Hong’s reunion was fun. I got to meet her old classmates and some teachers, and they were as welcoming as possible. I was treated like a minor celeb, as the first foreigner many had met, and definitely the first one to show up at their shindig. Hong’s English teacher was a doll, and history teacher was very funny. Older brother said history teacher gets hammered at reunions, as everyone had many of the same teachers. Hong hadn’t seen some of them for 25 years. We ate a lot of good food, some too unusual for me, but I tried everythingand had some wine and the Chinese equivalent of sour mash – Baijio – means “white liquor”. It is truly 60-80 proof fire water – so I had one shot with the guy who was very kind to Hong.

The next day we walked up a mountain – a Chinese traditional way to show you are not out to pasture yet. Well, it was a small mountain, and there is a paved path – but the sun was fierce and hot. On the way down we walked through an old neighborhood.
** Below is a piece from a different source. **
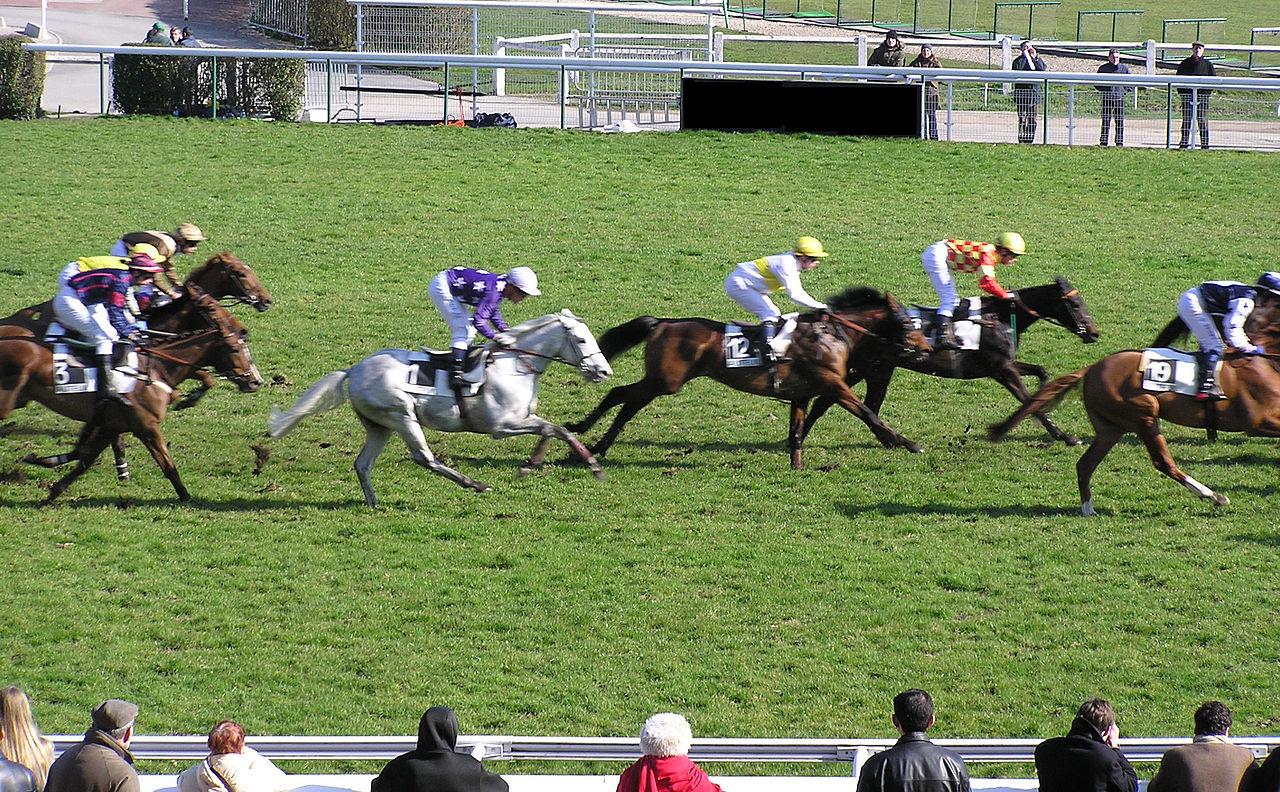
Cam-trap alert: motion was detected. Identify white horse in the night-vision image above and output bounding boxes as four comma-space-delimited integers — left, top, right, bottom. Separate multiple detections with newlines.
268, 308, 613, 507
The hotel guard told us to move the car closer to the hotel, because there are often fight in the parking lots and on the streets at night after a belly full of beer.

There seems to be no end to the shadowy technological circumcision of solitude being conducted by all manner of acronymed agencies. I am sure everything I write, say or

read digitally has been captured and preserved, and I cannot understand how it is authorized by We the People – Happy Orwell Day – a day late. I do love our land so much – I am red-white-and-blue through and through.